I think I am, officially, out of distractions.
Which probably explains why the Cold Cases rewrite is officially underway after rebuilding the opening scene yesterday. It only amounts to a thousand words all-up, but my original aim was only three paragraphs and there’s a lot of alternative openings there should I need them in a few scenes time.
I’ve been thinking about openings quite a bit for the last few months. Personally, I blame Samuel Delany’s On Writing, in which there’s a strong argument for openings that follow a location/situation-and-action/affect structure. Fiction isn’t a film, Delany says, and the tendency to open stories with action – say, a character opening a canteen and pouring out the water – lacks impact when it’s unsupported by setting elements that give a context to that action. Setting enhances the data a reader has to work with, making each action more definitive and meaningful, but more and more people start with the action because we’re learning the structure of a story from film and television where the setting details are signified automatically as part of the medium. It’s near impossible *not* to betray setting elements when you point a camera at something, so the focus can go on the action; prose hasn’t got that ability, so the context comes first.
And to be honest, I can’t really argue with that. It’s remarkably solid advice from someone who is far smarter than me when it comes to the field of writing. And that scared the ever-loving crap out of me, because every time I sat down to work on something and I didn’t follow the setting-through-affect structure my subconscious has another tool to batter me with and make me give up. My subconscious is good at picking up on things like that, and if ever that was a writing rule worth learning it’s this: all writing advice becomes counter-productive when it gets in the way of getting stuff done.
Part of the reason this has been bugging me in relation to Cold Cases is the way it reflects Raymond Chandler’s preferred approach to an opening passage. I ransacked the small pile of his work that seems to have taken up occupancy on my bedside table last night and ran through the first paragraph of each, taking them apart in an effort to figure out what it is I liked about them and why they worked. The random sampling I came up with was pretty setting-intensive:
It was one of the mixed blocks over on Central Avenue, the blocks that are not yet all negro. I had just come out of a three-chair barber shop where an agency thought a relief barber named Dimitrios Aledis might be working. It was a small matter. His wife said she was willing to spend a little money to have him come home. (Farewell, My Lovely; Raymond Chandler)
It was about eleven o’clock in the morning, mid October, with the sun not shining and a look of hard wet rain in the clearness of the foothills. I was wearing my powder-blue suit, with dark blue shirt, tie and display handkerchief, black brogues, black wool socks with dark blue clocks on them. I was neat, clean, shaved and sober, and I didn’t care who knew it. I was everything the well-dressed private detective ought to be.

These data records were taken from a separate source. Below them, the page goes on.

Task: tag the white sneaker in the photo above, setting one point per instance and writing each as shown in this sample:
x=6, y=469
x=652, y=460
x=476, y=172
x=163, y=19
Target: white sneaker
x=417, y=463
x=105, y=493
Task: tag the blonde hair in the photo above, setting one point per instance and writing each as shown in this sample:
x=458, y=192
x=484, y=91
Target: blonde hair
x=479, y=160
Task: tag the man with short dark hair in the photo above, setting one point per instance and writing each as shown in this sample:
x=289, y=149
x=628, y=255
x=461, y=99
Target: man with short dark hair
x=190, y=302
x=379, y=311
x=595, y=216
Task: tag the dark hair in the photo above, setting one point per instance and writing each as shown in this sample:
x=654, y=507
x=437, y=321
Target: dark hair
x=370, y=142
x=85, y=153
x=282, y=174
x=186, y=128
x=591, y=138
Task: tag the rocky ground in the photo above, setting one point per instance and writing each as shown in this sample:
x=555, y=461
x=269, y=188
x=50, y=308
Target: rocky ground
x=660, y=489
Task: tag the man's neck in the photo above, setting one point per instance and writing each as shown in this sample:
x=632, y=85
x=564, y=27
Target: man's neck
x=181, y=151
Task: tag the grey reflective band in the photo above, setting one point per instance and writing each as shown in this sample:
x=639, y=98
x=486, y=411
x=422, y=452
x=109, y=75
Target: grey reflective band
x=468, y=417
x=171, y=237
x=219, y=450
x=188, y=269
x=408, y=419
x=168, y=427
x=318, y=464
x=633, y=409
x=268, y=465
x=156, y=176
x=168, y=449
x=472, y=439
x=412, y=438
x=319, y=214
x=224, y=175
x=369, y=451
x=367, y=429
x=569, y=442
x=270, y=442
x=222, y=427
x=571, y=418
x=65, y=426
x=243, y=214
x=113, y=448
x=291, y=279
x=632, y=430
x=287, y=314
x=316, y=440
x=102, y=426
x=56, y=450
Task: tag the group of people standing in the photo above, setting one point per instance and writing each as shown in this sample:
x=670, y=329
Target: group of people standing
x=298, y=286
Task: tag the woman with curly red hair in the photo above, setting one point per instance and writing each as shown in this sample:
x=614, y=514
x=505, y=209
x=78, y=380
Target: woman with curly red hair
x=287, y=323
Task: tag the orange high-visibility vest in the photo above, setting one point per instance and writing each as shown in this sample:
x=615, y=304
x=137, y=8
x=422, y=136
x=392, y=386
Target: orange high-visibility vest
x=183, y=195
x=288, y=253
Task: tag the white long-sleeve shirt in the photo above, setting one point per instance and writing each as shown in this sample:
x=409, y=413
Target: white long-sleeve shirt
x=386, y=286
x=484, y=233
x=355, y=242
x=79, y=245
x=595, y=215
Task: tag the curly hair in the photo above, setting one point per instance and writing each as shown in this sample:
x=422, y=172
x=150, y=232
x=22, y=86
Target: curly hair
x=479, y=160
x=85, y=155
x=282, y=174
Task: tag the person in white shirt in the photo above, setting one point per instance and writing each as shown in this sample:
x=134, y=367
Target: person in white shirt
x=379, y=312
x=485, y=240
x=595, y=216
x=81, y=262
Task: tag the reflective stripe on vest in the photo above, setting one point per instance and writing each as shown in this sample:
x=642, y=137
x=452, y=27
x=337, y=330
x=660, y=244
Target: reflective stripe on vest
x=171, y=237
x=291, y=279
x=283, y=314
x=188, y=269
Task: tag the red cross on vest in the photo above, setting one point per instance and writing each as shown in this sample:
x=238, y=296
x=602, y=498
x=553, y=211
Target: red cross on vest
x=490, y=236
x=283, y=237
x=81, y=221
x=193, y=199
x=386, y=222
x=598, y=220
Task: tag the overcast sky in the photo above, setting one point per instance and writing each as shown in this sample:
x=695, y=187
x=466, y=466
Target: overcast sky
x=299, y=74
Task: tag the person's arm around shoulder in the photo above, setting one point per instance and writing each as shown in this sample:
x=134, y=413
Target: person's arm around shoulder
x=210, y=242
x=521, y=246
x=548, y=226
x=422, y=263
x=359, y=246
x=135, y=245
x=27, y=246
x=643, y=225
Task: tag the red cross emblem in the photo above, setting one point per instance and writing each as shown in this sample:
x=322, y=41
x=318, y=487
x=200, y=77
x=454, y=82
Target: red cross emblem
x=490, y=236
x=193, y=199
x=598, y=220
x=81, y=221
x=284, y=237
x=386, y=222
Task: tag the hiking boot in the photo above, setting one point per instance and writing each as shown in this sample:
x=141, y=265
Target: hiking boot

I was calling on four million dollars (The Big Sleep; Raymond Chandler)
The housewas on Dresden Avenue in the Oak Knoll section of Pasadena, a big solid cool-looking house with burgundy brick walls, a terra-cotta tile roof, and a white stone trim. The front windows were leading downstairs. Upstairs windows were of the cottage type and had a lot of rococo imitation stonework trimming them. (The High Window; Raymond Chandler)
The Treloar Building was, and is, on Olive Street, near Sixth, on the west side. The sidewalk in front of it had been built of black and white rubber blocks. They were taking them up now to give to the government, and a hatless pale man with a face like a building superintendent was watching the work and looking as if it was breaking his heart. (The Lady in the Lake; Raymond Chandler)

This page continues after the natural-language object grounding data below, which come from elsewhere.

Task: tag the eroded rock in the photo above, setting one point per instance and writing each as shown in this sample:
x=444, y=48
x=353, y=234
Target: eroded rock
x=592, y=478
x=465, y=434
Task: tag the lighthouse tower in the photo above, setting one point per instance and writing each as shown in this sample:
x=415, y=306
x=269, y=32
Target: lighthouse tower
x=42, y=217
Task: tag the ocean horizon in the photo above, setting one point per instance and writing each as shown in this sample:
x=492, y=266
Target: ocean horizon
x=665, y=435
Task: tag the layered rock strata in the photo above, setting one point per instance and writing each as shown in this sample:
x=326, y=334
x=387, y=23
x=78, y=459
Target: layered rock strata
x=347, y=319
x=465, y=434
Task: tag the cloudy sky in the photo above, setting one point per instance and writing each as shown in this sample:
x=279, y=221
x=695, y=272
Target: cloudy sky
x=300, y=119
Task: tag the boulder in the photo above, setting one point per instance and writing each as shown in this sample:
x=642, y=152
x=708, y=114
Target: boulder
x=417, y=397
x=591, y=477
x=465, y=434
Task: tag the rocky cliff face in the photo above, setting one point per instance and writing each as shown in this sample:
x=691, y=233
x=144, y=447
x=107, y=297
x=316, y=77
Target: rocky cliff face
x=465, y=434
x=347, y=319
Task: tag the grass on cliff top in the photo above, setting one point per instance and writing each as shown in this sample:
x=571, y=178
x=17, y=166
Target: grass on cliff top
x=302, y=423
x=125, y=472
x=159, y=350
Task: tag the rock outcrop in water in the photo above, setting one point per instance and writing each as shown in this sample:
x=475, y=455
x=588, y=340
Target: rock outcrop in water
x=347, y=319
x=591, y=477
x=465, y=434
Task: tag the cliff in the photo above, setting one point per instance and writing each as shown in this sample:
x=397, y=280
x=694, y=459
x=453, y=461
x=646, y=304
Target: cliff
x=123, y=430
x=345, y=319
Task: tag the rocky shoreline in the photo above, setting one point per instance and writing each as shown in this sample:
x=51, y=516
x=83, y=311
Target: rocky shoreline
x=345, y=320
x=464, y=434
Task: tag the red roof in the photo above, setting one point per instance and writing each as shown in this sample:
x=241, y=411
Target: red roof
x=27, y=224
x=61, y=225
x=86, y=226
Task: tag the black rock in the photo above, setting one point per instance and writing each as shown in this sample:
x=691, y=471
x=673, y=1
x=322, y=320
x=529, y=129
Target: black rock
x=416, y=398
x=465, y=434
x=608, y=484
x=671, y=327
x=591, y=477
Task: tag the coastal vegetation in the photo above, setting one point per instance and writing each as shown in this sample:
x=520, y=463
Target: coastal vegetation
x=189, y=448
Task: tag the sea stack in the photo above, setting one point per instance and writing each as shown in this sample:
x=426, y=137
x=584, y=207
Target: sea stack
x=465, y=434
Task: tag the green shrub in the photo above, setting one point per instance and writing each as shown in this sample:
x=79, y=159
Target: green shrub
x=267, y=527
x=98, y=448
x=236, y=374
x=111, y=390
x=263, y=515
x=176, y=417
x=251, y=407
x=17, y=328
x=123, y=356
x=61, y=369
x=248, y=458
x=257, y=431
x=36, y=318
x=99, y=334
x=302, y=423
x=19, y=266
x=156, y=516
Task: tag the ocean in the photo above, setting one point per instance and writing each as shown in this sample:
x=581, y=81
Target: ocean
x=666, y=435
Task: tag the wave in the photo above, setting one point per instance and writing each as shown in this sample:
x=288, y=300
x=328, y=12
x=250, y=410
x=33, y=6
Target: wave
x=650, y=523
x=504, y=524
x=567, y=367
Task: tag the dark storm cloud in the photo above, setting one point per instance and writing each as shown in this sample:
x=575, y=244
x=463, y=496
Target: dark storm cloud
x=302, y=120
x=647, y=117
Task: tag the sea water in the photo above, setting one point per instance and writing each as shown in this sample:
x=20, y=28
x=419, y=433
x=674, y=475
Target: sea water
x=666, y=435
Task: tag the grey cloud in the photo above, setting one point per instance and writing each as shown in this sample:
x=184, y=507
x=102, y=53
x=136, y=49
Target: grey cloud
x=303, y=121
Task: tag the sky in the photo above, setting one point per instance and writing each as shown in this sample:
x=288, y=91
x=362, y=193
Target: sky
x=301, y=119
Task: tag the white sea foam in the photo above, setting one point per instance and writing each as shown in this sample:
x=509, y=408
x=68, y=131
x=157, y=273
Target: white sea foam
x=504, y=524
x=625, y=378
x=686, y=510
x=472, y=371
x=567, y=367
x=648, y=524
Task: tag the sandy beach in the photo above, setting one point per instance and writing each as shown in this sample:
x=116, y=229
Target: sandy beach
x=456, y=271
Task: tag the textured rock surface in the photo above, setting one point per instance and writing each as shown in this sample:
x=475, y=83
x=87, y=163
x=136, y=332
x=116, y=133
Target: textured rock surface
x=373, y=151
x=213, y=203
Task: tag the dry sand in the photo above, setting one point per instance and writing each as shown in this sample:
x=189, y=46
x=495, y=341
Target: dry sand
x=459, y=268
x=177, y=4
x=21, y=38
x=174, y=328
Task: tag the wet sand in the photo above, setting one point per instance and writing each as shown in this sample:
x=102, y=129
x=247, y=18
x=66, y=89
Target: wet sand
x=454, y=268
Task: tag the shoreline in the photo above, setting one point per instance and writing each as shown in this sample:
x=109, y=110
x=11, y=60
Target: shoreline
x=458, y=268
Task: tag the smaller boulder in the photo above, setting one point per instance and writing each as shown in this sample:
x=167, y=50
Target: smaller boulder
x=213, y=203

Moreover, when you start reading a whole bunch of Raymond Chandler openings in a row you start to notice a series of scene-setting tricks coming out again and again. The locking-in of time, season and weather that occurs in the opening paragraph of The Big Sleep tends to occur within the first four paragraphs of most Raymond Chandler books; ditto the kind of assumed local knowledge that occurs in Farewell, My Lovely. Only once in six openings did Chandler open with a character rather than a location, and even then the location is still mentioned by the end of the first line:
The first time I laid eyes on Terry Lennox he was drunk in a Rolls Royce Silver Wraith outside the terrace of The Dancers. The parking lot attendant had brought the car out and he was still holding the door open because Terry Lenox’s left foot was still dangling outside, as if he had forgotten he had one. He had a young-looking face but his hair was bone white. You could tell by his eyes that he was plastered to the hairline, but otherwise he looked like any other nice young guy in a dinner jacket who had been spending too much money in a joint that exists for that purpose and no other. (The Long Good-Bye; Raymond Chandler)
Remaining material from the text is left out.